Why It’s Important to Close the Loop and Stay Off Email

January 11, 2021

Categories: Work

If you want to limit the level of stress and anxiety in your life, you need to get in the habit of closing the loop immediately. Here’s what I mean: When you learn about something you have to do or a problem you need to solve, it creates an open loop in your mind. You begin to think about the issue or problem, and it stays on your mind until you do something to resolve the issue.

Open Loops Cause Stress

If we don’t close the loop in a reasonable amount of time, we experience stress and anxiety. The open loop keeps going in our mind, taking up our head space. Even if we try to distract ourselves and do something different, there’s a part of our mind that is occupied by the open loop. This is why it’s important, as much as possible, to close the loop right away.

Be Cautious About When You Open Loops

There’s another side of this equation that is equally important: It’s critical NOT to create an open loop when you don’t have the time and energy to close the loop. Here’s a common example that many of us struggle with: Many people check their email several times per day. They might even have email notifications on their cell phone, so they get a ding each time they receive an email. Every new email you read opens a new loop in your mind. It might be something simple—you need to respond to the email. Or, it might be something complex—the email brings up a problem at work that you need to tackle. Either way, reading the email opens up a new loop in your mind.

The problem happens when we read a new email and open a new loop, but we don’t have the time and energy to close the loop. Maybe it’s the weekend, and we can’t solve the problem until we go into the office on Monday. The loop stays open all weekend, causing us stress and anxiety. Instead of relaxing and enjoying our weekend, we’re thinking about the issue we need to resolve.

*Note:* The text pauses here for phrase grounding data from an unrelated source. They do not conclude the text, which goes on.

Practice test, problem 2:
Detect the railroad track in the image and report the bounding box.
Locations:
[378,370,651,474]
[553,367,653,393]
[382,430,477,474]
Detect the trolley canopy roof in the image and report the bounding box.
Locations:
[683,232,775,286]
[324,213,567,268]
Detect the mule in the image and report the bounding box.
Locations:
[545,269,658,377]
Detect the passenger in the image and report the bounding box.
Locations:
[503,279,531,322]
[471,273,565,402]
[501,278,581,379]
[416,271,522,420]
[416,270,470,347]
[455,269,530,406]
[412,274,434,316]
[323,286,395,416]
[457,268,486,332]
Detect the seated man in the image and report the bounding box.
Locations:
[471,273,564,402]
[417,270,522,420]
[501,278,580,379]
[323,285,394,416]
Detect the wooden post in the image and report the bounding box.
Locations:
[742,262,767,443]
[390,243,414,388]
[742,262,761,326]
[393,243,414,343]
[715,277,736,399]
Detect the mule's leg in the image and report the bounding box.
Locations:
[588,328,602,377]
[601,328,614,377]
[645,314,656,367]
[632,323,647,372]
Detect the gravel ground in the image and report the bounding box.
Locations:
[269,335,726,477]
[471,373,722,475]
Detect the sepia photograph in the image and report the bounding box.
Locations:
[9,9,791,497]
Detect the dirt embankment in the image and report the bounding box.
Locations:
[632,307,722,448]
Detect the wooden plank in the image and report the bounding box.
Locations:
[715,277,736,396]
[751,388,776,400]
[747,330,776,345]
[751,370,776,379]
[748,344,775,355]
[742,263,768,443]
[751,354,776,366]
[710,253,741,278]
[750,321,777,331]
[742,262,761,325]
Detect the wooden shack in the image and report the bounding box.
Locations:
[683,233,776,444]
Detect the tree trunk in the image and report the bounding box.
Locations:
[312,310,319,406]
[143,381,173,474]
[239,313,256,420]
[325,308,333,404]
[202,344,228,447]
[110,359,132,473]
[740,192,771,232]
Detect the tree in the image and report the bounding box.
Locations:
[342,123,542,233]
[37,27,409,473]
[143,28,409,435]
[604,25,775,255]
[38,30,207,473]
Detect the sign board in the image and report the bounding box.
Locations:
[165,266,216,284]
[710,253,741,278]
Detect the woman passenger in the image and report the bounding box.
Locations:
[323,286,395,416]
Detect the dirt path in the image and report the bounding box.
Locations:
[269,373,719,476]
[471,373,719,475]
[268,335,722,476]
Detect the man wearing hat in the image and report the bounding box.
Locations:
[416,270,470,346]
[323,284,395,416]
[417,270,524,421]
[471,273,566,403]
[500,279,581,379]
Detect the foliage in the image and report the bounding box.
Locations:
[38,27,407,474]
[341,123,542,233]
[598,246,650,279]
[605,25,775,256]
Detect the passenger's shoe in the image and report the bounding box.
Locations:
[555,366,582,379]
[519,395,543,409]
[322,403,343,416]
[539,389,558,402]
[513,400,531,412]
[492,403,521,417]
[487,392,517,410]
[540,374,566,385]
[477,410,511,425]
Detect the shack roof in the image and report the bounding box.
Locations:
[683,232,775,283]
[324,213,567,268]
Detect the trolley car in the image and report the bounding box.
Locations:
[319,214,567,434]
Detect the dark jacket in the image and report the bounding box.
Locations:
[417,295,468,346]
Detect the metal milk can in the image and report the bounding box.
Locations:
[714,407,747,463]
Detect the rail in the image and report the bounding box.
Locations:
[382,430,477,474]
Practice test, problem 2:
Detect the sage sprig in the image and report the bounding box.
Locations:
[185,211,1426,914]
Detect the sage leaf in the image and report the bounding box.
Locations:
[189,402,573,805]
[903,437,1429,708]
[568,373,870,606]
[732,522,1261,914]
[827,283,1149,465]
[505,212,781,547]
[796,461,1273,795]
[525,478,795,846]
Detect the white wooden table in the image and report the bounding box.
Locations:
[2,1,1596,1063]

Stay Off Email Until You Can Close the Loop

What’s the solution? Stay off email until you have the time and energy to tackle the issues that reading your email might bring up. The same principle applies to other areas of life, such as checking your phone messages. If you don’t have the time and energy to close the loop right now, don’t open it up in the first place. Wait until you do have the time and energy to close the loop, and only then open up your email.

Bottom line: The more you can get in the habit of only opening a loop when you can close it immediately, the better your mental health will be.